Economy Indicator | Released Date | Period | Prior | Prior Revised | Consensus | Actual |
Empire State Mfg Survey | 12/17/2018 | Dec-18 | 23.30 | 21.00 | 10.90 |
Recap of last week:
US Tariffs: There is a silver lining to FED’s rate hike, there is more likelihood that Trump will be inclined to have a China Deal. But this will more likely amount to cease-fire, not a truce. Justice Department’s charges against Chinese Intelligence officers’ involvement in campaign to hack and steal secrets from technology companies and government. China cannot afford Cold Technology War with US. They are too dependent on American technology companies. Only reason, deal will not happen is if Mr. Trump asks too much that will essentially mean China to bow down to US. With Mr. Trump that’s quite possible. Another worry for markets to deal with!
Economic Reports:
Housing Market Index | 12/17/2018 | Dec-18 | 60.00 | 61.00 | 56.00 | |
Housing Starts | 12/18/2018 | Nov-18 | 1228M | 1217M | 1221M | 1256M |
Existing Home sells | 12/19/2018 | Nov-18 | 5.220M | 5.19M | 5.32M | |
FOMC Meeting Announcement | 12/19/2018 | 2.00 – 2.25% | 2.38% | 2.25- 2.50% | ||
Jobless Claims | 12/20/2018 | Wk 1215 | 206K | 220K | 214K | |
Philly FED Business Outlook | 12/20/2018 | Dec-18 | 12.9 | 16.5 | 9.4 | |
Leading Indicators | 12/20/2018 | Nov-18 | 0.1% | -0.3% | 0.0 | 0.2% |
Durable Goods Orders (new orders) M/M change | 12/21/2018 | Nov-18 | -4.4% | -4.3% | 1.4% | 0.8% |
Real GDP Q/Q change | 12/21/2018 | Q3-2018 | 3.50% | 3.50% | 3.40% | |
Consumer Sentiment | 12/21/2018 | Dec-18 | 97.5 | 97.5 | 98.3 | |
Personal Income M/M change | 12/21/2018 | Nov-18 | 0.5% | 0.3% | 0.2% | |
Consumer Spending M/M change | 12/21/2018 | Nov-18 | 0.6% | 0.8% | 0.3% | 0.4% |
Empire State Mfg Survey & Philly Fed both declined more than consensus indicating forthcoming weakness in economy.
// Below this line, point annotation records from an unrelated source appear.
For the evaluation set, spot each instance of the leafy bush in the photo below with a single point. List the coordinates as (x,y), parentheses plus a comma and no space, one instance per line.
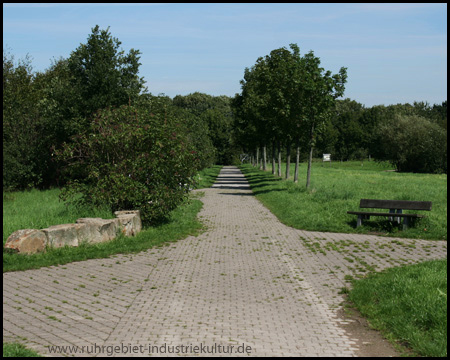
(414,144)
(130,159)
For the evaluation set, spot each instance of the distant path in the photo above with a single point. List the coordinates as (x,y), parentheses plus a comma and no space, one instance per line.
(248,280)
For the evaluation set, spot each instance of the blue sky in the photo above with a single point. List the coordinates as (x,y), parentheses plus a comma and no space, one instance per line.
(395,53)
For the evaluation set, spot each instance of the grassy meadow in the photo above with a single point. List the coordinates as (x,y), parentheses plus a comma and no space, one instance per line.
(408,305)
(338,187)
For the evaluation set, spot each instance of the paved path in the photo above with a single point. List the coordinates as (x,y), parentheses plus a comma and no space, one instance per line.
(249,282)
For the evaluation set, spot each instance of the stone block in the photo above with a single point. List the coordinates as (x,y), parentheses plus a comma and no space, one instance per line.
(99,230)
(27,241)
(64,234)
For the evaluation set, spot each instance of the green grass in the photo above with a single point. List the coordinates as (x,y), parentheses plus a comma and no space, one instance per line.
(18,350)
(338,187)
(182,223)
(37,209)
(40,209)
(408,305)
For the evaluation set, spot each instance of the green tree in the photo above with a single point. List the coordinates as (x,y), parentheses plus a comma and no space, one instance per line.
(130,158)
(22,127)
(320,90)
(414,144)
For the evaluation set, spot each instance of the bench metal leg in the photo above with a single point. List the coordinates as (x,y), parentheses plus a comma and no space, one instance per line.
(359,221)
(405,223)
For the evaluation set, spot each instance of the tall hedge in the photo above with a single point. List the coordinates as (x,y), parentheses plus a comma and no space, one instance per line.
(130,159)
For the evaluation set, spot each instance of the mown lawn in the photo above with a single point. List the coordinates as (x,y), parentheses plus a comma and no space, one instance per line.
(40,209)
(408,305)
(338,187)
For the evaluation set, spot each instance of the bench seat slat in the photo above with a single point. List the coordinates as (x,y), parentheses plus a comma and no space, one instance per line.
(384,214)
(395,204)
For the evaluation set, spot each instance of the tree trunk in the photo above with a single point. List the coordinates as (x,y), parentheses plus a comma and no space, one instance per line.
(273,157)
(297,161)
(257,156)
(308,176)
(264,158)
(288,159)
(279,158)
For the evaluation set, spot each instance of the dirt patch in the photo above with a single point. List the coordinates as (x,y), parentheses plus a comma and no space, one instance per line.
(371,342)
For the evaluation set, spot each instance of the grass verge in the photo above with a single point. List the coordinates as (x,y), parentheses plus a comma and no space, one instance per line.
(338,187)
(408,305)
(18,350)
(40,209)
(182,223)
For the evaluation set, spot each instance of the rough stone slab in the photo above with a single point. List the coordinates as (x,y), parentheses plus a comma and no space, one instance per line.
(98,230)
(27,241)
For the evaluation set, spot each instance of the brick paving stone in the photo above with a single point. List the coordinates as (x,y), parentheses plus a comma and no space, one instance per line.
(248,281)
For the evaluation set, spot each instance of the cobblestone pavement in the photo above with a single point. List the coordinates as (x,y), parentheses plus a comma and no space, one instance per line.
(248,281)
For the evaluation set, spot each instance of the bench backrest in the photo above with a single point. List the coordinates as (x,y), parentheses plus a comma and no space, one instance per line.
(395,204)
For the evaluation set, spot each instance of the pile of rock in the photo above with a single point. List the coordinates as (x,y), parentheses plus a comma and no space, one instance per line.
(90,230)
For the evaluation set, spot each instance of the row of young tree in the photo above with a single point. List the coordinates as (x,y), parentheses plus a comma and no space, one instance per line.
(288,100)
(88,124)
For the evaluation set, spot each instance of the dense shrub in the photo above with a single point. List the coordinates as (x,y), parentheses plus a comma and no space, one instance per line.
(414,144)
(130,159)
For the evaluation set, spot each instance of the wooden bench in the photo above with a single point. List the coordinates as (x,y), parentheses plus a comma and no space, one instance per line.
(395,207)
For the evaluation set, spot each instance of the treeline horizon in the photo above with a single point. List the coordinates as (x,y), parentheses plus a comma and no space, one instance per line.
(44,111)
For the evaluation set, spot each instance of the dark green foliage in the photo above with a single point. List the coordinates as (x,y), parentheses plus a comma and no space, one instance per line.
(213,126)
(22,129)
(102,75)
(414,144)
(130,159)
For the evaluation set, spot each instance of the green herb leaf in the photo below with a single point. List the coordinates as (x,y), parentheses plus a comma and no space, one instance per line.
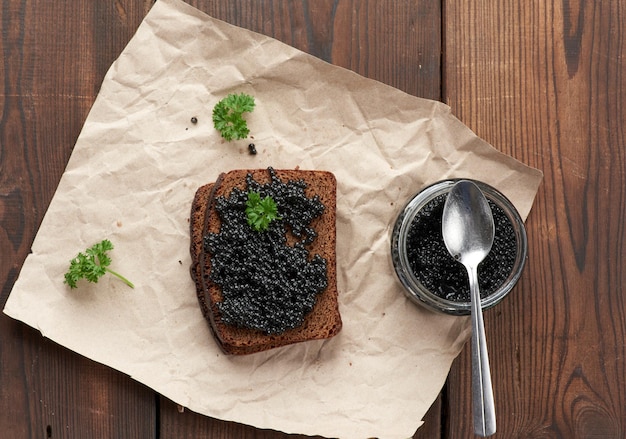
(92,265)
(260,212)
(228,116)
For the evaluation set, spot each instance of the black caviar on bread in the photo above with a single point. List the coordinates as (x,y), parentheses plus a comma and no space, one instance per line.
(292,296)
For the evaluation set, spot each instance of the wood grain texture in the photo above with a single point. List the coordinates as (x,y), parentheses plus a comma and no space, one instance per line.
(544,82)
(54,56)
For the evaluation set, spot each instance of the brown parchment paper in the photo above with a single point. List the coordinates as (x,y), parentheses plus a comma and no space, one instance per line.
(132,176)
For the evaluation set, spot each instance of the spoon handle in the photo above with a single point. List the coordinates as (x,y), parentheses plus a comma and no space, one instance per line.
(482,391)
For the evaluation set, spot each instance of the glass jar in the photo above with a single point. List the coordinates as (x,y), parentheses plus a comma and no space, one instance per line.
(437,284)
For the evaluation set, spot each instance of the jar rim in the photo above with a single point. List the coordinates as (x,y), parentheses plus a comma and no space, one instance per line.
(413,288)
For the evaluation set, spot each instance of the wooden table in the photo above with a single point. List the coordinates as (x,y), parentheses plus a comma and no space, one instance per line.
(542,81)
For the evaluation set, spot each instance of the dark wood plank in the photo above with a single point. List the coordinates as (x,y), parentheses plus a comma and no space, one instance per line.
(54,56)
(544,82)
(395,42)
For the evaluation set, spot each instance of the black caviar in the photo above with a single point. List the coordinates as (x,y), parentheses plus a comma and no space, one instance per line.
(444,276)
(267,284)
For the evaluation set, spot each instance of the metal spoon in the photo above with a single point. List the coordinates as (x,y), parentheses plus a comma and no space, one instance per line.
(468,232)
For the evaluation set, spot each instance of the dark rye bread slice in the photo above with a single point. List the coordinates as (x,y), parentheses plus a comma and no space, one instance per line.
(324,321)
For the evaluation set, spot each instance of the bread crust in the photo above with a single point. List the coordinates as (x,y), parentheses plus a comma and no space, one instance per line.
(324,321)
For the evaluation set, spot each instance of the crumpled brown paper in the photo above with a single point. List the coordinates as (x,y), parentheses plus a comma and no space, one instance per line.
(132,176)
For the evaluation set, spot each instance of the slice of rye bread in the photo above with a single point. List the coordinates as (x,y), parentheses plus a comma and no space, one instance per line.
(324,321)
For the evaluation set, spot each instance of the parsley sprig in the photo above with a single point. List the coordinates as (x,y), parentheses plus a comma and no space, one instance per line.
(92,265)
(228,116)
(260,211)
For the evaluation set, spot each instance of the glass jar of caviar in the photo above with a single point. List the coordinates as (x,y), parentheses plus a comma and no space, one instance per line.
(431,276)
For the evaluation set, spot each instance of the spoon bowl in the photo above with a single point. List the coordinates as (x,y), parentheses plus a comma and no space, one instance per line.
(468,233)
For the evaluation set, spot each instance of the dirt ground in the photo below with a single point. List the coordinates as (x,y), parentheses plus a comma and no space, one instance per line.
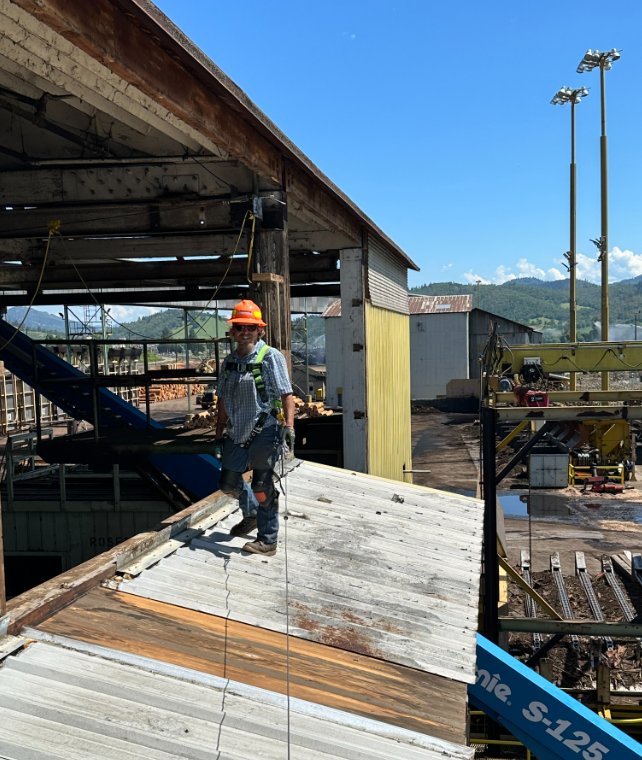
(573,668)
(448,446)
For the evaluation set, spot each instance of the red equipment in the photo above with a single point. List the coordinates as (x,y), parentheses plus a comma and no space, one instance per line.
(525,396)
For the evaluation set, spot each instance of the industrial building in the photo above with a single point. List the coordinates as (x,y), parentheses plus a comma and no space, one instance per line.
(447,337)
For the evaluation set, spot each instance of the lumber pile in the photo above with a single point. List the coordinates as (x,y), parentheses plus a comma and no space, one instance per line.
(169,392)
(206,419)
(310,409)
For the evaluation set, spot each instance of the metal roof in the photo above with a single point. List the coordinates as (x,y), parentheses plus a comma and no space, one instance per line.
(421,305)
(377,567)
(73,701)
(440,304)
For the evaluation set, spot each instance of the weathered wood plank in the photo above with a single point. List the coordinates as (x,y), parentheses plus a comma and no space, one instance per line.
(318,673)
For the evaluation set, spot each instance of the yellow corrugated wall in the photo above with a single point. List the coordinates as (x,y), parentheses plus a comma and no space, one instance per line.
(388,389)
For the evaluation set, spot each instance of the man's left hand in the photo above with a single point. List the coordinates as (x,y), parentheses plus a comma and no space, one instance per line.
(289,437)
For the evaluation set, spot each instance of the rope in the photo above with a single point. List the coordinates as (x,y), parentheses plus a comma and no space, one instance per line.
(283,482)
(191,317)
(54,228)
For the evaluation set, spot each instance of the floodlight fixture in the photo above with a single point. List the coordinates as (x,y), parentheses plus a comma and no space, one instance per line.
(569,95)
(593,58)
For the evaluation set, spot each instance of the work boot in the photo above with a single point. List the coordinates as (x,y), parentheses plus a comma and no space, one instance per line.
(258,547)
(247,525)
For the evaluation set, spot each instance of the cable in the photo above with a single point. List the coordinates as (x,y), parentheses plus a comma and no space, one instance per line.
(212,297)
(53,229)
(284,484)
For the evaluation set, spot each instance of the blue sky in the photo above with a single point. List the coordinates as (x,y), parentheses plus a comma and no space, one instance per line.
(435,118)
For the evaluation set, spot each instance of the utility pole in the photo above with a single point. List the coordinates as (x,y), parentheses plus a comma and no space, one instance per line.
(3,593)
(605,61)
(189,387)
(572,96)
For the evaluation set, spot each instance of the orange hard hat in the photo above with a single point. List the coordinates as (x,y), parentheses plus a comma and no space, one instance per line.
(247,313)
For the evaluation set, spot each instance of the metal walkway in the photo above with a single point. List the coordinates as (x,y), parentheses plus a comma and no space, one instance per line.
(197,474)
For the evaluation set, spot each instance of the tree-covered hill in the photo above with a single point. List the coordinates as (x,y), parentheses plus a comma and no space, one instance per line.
(545,305)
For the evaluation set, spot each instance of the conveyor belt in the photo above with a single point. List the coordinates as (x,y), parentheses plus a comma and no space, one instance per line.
(614,583)
(585,580)
(530,608)
(556,570)
(197,474)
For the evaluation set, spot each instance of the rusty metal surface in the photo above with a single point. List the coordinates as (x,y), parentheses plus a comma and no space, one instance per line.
(62,698)
(377,567)
(421,305)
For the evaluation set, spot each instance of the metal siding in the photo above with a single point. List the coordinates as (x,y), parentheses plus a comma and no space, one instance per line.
(395,579)
(333,360)
(387,279)
(513,332)
(438,352)
(59,702)
(355,421)
(440,304)
(79,535)
(388,386)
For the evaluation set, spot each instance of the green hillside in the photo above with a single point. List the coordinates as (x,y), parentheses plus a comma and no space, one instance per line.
(170,324)
(544,305)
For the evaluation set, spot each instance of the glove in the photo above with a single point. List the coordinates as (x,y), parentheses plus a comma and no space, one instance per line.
(289,437)
(218,448)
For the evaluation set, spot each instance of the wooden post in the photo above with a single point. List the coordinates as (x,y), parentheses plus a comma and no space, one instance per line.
(273,284)
(3,594)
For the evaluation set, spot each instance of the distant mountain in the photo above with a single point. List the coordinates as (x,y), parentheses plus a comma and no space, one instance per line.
(36,320)
(545,305)
(169,323)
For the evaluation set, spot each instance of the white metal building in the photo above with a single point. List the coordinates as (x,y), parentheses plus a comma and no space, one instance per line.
(447,335)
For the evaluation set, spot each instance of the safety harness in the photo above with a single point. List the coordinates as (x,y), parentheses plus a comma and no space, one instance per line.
(255,368)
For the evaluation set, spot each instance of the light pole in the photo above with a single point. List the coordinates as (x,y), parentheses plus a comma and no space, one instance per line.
(572,96)
(593,59)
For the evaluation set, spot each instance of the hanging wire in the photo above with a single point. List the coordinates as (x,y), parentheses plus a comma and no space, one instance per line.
(193,319)
(53,229)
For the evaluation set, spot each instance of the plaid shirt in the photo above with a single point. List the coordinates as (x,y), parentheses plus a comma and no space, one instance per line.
(238,391)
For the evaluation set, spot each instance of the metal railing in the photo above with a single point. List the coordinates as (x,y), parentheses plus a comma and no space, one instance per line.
(95,380)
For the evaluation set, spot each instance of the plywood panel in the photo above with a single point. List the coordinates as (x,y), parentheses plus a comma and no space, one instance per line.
(322,674)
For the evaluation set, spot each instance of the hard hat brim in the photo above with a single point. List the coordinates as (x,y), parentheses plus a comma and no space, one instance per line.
(246,321)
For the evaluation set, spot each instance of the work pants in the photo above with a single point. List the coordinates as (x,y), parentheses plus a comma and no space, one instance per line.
(261,454)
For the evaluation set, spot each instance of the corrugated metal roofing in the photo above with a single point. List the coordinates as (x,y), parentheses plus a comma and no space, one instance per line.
(440,304)
(59,702)
(421,305)
(378,567)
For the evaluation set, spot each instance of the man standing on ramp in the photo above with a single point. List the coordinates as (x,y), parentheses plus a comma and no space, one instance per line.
(255,416)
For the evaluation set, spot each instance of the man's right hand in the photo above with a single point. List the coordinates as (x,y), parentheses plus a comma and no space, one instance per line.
(218,447)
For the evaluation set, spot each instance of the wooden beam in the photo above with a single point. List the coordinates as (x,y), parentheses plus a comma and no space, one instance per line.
(273,289)
(313,268)
(121,182)
(321,674)
(577,627)
(539,600)
(80,297)
(200,215)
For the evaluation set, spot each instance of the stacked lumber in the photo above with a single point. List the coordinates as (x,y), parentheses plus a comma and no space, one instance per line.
(206,419)
(169,392)
(310,409)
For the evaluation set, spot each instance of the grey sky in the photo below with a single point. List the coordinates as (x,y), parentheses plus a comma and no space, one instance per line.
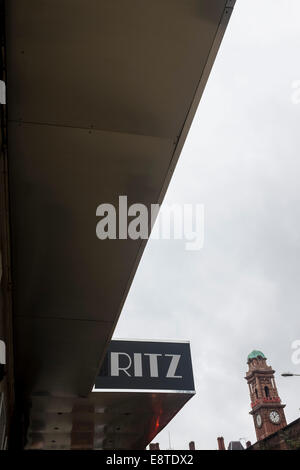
(242,290)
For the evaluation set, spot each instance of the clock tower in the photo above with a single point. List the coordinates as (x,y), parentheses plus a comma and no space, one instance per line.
(267,409)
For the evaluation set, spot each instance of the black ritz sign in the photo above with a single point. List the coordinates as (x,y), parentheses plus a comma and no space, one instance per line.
(147,365)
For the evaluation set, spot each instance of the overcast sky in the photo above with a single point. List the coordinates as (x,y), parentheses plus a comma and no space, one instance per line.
(241,291)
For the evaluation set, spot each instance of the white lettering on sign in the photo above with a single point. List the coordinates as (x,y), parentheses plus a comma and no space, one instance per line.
(115,365)
(137,363)
(2,352)
(173,366)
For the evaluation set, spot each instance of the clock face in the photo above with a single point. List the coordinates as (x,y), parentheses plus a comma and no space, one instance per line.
(258,420)
(274,417)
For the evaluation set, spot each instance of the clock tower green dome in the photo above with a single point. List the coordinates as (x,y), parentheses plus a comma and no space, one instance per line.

Consumer sentiment stayed high along with consumer spending. Is the consumer living on borrowed time?
This week’s major events:
Monday | None |
Tuesday | Holiday |
Wednesday | Case Shiller Housing Price Index |
Thursday | Jobless Claims; New Home Sales; Consumer Confidence |
Friday | International Trade; Chicago PMI; Pending Home Sales |
Sector performance in last 3 month ending December 20, 2018:
Chart 1. Three Months performance of Sectors. Courtesy www.Vistalytics.COM This one is a clear picture of extent of damage in all sectors past three months except Utilities (defensive sector).
Strongest groups are Utilities, Auto Parts & Healthcare (Medical-Outpatient)
Weakest groups are Basic Materials, Energy & Steel.
Watch List: Our strong RS/Growth screen turned up no potential candidates to put on “Watch list”. It tells you how bad the market has been this past week.
Summary: US & global markets have broken February lows and in ‘Bear’ territory. Sentiments are getting too bearish and we could see some sort of bottom close by. In falling knife scenario and in Trump era, close by may not be so close. Wait for clear signal of demand coming in before venturing into market.